Chinese New Year is tomorrow and I was soo surprised by the amount of people who didn’t know what it even was! So I am giving you all the Chinese New Year 101 today…just in time for you to catch up and join in on the festivities that will be happening tomorrow.
Being Chinese, growing up, Chinese New Year was always a major deal compared to the classic Jan 1st New Year. My family didn’t really place that much emphasis on the Jan 1st New Year at all actually. But with the Chinese New Year? It was a totally different story – there was so much preparation and anticipation for date to appear. Chinese New Year, or technically called the Lunar New Year, starts when the new moon phase begins. Thus, the actual date changes every year! The celebrations for this time usually range for about 2 weeks. These two weeks are called the Spring Festival. The entire 2 or so weeks are filled with preparations and festivities.
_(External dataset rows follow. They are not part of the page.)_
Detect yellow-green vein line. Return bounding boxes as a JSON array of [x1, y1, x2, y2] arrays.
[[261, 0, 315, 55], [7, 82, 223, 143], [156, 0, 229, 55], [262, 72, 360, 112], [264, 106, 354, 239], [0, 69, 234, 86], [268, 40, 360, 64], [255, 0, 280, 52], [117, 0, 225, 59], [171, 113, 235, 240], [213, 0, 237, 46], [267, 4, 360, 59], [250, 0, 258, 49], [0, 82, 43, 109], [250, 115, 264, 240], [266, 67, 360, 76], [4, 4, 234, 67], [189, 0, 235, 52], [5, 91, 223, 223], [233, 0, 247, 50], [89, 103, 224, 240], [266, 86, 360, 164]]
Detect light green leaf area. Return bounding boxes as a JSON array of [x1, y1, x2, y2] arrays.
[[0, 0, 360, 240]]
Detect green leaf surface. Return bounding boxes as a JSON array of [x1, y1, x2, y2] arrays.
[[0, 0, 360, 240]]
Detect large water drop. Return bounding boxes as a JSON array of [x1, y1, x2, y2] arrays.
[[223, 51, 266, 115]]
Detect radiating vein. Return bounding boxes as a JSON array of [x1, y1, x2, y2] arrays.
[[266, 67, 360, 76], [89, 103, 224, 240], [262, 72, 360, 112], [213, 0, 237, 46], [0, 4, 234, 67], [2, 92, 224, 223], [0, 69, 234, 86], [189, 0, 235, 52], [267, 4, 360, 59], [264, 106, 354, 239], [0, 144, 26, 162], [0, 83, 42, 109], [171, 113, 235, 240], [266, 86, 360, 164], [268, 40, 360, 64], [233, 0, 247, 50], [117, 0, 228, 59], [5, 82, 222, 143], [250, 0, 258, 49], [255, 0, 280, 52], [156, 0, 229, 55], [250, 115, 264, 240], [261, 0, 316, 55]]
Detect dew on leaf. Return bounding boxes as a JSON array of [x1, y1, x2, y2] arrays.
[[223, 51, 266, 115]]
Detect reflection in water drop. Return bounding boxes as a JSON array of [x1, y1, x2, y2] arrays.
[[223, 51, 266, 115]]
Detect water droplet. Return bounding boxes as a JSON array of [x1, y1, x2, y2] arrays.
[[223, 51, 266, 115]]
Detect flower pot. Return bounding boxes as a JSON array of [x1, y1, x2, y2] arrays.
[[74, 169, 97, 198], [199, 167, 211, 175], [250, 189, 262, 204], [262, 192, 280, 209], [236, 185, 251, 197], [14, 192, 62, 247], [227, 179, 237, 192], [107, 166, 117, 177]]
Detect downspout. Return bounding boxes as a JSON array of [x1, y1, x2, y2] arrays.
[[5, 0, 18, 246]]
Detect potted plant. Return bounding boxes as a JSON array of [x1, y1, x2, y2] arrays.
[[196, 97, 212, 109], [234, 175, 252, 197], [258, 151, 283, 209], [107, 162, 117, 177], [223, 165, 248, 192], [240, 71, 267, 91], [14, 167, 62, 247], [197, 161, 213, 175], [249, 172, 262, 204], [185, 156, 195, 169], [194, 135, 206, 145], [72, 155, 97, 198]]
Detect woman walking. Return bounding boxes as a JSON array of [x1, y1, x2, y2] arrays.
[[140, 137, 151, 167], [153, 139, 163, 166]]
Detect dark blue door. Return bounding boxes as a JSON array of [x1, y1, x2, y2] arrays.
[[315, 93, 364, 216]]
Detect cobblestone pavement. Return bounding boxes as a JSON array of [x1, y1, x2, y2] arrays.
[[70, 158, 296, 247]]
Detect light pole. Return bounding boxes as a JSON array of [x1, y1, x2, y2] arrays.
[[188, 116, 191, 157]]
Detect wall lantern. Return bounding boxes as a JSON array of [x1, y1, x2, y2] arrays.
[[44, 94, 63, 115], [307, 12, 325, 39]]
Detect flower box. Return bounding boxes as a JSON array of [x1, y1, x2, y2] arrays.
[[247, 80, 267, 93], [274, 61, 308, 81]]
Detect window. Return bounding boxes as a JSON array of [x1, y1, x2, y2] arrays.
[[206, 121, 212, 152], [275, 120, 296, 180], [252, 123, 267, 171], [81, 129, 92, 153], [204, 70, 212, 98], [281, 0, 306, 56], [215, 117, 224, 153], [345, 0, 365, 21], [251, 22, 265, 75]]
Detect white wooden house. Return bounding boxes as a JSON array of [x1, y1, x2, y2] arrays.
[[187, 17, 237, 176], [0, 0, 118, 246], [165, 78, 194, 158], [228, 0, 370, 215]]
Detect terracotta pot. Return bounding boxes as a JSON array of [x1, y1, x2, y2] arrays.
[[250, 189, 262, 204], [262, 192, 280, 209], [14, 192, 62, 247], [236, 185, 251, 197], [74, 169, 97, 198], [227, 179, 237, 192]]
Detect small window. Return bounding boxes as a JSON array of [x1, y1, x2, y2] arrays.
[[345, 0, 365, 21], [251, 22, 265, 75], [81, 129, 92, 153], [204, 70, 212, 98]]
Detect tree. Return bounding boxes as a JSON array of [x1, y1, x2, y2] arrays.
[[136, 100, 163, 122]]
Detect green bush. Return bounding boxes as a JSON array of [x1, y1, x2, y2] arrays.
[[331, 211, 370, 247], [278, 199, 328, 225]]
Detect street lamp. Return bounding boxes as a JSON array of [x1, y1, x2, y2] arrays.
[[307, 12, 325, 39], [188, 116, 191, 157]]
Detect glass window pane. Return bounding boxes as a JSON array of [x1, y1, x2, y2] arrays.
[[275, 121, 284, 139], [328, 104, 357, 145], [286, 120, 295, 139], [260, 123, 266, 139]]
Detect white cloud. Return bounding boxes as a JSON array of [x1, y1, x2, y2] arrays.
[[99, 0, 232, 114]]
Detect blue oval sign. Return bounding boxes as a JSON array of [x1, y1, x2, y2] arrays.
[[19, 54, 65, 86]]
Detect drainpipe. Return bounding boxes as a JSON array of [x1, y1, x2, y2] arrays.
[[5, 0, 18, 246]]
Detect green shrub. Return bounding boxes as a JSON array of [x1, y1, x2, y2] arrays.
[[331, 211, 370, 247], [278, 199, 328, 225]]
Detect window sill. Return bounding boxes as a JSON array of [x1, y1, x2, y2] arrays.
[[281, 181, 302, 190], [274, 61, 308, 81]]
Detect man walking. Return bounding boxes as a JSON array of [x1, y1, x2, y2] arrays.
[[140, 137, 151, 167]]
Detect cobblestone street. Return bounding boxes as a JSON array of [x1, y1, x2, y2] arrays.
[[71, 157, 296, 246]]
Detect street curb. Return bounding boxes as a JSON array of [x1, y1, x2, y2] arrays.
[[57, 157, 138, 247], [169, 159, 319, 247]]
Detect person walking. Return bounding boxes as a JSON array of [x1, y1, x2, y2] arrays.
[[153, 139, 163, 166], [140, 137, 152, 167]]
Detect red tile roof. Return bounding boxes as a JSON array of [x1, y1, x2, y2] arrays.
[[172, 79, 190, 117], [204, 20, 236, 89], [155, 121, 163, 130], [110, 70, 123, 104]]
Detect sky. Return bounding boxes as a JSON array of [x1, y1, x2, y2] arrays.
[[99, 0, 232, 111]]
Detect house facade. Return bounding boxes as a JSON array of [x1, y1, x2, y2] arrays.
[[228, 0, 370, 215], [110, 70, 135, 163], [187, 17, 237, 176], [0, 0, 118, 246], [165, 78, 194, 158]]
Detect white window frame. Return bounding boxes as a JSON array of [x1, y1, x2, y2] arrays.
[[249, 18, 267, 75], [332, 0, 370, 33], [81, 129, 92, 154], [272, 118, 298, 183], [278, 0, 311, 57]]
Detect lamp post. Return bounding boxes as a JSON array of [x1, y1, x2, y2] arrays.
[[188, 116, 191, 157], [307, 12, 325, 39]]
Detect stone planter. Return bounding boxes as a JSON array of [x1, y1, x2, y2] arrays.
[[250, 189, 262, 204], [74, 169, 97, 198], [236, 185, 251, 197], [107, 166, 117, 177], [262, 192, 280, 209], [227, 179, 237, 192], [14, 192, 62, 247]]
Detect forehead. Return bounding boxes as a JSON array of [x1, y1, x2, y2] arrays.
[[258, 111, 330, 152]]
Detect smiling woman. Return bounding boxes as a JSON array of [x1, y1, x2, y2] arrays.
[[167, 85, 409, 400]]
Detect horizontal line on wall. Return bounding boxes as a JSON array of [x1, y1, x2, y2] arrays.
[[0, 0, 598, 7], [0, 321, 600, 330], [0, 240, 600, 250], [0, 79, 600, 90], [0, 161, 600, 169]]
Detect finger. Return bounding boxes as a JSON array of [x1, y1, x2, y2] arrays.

Traditionally, people will wear the color red for good luck because it is believed that color scares away the bad spirits/demons. Fireworks and dragon dances will be seen throughout the streets since the loud noises will scare away evil spirits. There is an ancient legend that there used to be a monster named Nian (translate to “year” in Chinese) who would come o a village to scare the people, but a young boy scared him away by using fireworks. Thus, fireworks have become a huge tradition during this time of the year.
Adults/Elders will give red envelopes stuffed with money to children or those younger for the new year. This symbolizes that the elders will transfer their good luck, fortune and wisdom onto the next generation. This is my favorite part ahah. Nowadays, they can be given between co-workers, friends and employees.
And there will be an over-abundant amount of food. Eating well during this time is crucial since it “signifies” how the rest of your year will go: an abundance of good luck, food and wealth. Dumplings, rice cakes, glutinous rice balls and fish are must-have dishes during this period since they represent longevity and wealth.
This is also a time to pray to the Gods. Growing up, this would be mine and my siblings’ favorite things to do! Our parents would prepare a copious amount of food to offer to the Gods to ask for a good year ahead full of good fortune, business and wealth. Other than offering the Gods food, we burn symbolic paper “money” for the Gods to spend, spreading wealth everywhere!
Lastly, the weirdest of them all and a tradition I never understood is that on Chinese New Year, you age a year. Everyone has two ages: a real one which is calculated by your birthday and then you have a nominal one which is calculated by the new year. I am so used to giving my “real” age, but when I was in China, everyone gave their nominal age. Usually, you add one year to your real age to get your nominal age.
I used to love hearing all the myths associated to how these traditions came about and will definitely share those later this week with you all!
The Chinese calendar has 12 animals that go on rotation (every 12 years). The animals are: Rooster, Rat, Rabbit, Dragon, Pig, Dog, Ox, Monkey, Goat, Horse, Snake and Tiger. There is a designated animal for each year and as folklore tells it, whichever animal you “are” can tell a lot about your personality, compatibility with other people, career and overall future. 2019 is going to be the year of the Pig! Pigs embody characteristics such as optimism, enthusiasm and being hardworking!
I hope this brief run-through of what the Chinese New Year is has helped you learn more about it. This is such a joyful period and personally my favorite. Make sure you call your family tomorrow and wish them a good year of fortune and wealth!
A million and one thanks for reading – until my next lil’ thought then!
Happy Chinese New Year.
I just love reading about different traditions and cultures.
thank you so much! love giving a little insight into my culture!
Happy Chinese New Year Jen! I definitely get what you mean when you talk about the preparation and anticipation for CNY; the energy is so palpable! I grew up in the States, and even when I moved to China, I went to an international school, so my upbringing was very westernised. I don’t feel totally in tune with my Taiwanese descent, so I’m always curious and excited to learn more traditions. I recently read a short story called “All the Flavours” in Ken Liu’s collection The Paper Menagerie and Other Stories that I think you might enjoy, especially for the New Year. It’s a wonderful story about Chinese immigrants in Idaho mining towns, and there’s a great mix of food imagery, old legends, and modern times, plus some stuff about Chinese New Year. // Loving the red glow from the lights in the background 🙂 -Audrey | Brunch at Audrey’s
ooo thank you so much for suggesting that – I am going to read it as I am always interested in other people’s experiences growing up asian american like me! and happy chinese new year – wishing you all the wealth, fortune and happiness!